* Denis Walker wrote:
[... it's old ...]
Just a quick list from memory of some problems surrounding the database. 'Hear from users'...Whenever I bring up any issues like this, I either hit a total wall of silence or I am hit with familiar negativity. NO one ever talks about the future of the RIPE Database in a positive way. Daniel said at the BOFF in Iceland, "It's time to stop tinkering around the edges of the RIPE Database". I thought that would be the trigger to start this positive discussion. At the BOFF there were lots of heads nodding in agreement. Any thought of a positive discussion was lost as quickly as people left the BOFF heading for the bar. A Task Force was set up, I thought, to document the business requirements for the RIPE Database and public registry. All they did was look backwards and write a document on the history of the database...many of us already knew that.

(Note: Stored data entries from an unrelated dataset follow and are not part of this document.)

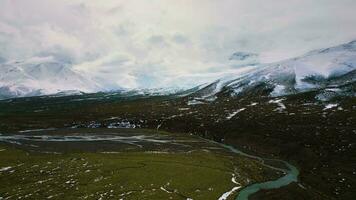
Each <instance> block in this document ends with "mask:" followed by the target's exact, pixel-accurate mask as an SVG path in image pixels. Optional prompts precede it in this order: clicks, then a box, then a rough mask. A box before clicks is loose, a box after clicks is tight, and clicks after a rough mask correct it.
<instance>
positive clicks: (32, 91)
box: [0, 57, 104, 98]
mask: <svg viewBox="0 0 356 200" xmlns="http://www.w3.org/2000/svg"><path fill="white" fill-rule="evenodd" d="M0 67H1V68H0V98H11V97H24V96H35V95H47V94H55V93H58V92H63V91H71V90H77V91H82V92H96V91H99V90H103V89H104V88H102V87H101V86H100V85H99V84H98V83H96V82H95V81H93V79H91V78H89V77H88V76H86V75H84V74H83V73H79V72H76V71H74V70H73V69H72V68H71V65H70V64H68V63H62V62H60V61H57V60H55V59H53V58H52V57H45V58H31V59H28V60H25V61H15V62H7V63H3V64H0Z"/></svg>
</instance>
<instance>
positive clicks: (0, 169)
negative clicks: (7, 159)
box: [0, 166, 12, 172]
mask: <svg viewBox="0 0 356 200" xmlns="http://www.w3.org/2000/svg"><path fill="white" fill-rule="evenodd" d="M10 169H12V167H10V166H9V167H3V168H0V172H5V171H8V170H10Z"/></svg>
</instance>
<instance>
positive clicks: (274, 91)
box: [192, 41, 356, 99]
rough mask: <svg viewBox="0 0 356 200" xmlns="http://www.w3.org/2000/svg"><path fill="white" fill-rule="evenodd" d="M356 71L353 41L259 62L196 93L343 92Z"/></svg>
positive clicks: (212, 83) (275, 92)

There are proposals out there, which can model he idea of Whois-DBs better. Simply spoken, the idea of Whois is to publish the responsibility/ownership of limited resources, which are hierarchically maintained. Problems arose, if your data is duplicated into a data store you do not operate yourself: - How to keep it updated? - How to track modifications you did not authorized? - How to unpublish or control access of sensitive data? - How to deal with discrepancies in local law of the data owner and the operator? The most natural approach is to distribute control and storage of the data. An Whois service like whois.iana.org simply respond with the contractual information IANA had for the resource: If queried, show the contractual party and a refer: line. If we adopt this model for RIPE DB, this would have some consequences: - Every LIR is obligated to operate its own Whois service. - RIPE might offer to continue their current DB for those, which are not yet able to run on their own. (Transition period) - RIPE NCC has to include contractual obligations to ensure a stable and useful operations of the LIR Whois service. - RIPE NCC has to actively monitor those services and take action if they are not in a compliant state. (call Atlas for help?) - Every LIR is obligated to handle the subordinate delegations in a similar way. Even for assignments, this might be useful. - On the tooling side, some major changes are necessary: bgpq and irrtoolset can't any longer rely on single source. They have to implement a recursive crawler and deal with a lot of problems like inaccessibility, rate limits, geofencing, ... - The routing community has to think about their best practices: + Drop automatic ACL generation in favour of rPKI? + Drop RPSL procession (already gone?) + Where to obtain the traffic steering communities for peers? PS: I'm personally interested in this model for ICANN in order to overcome the Thick-Whois approach with a large drive-through for LEA and paying mass-access-actors, violating at least the GDPR.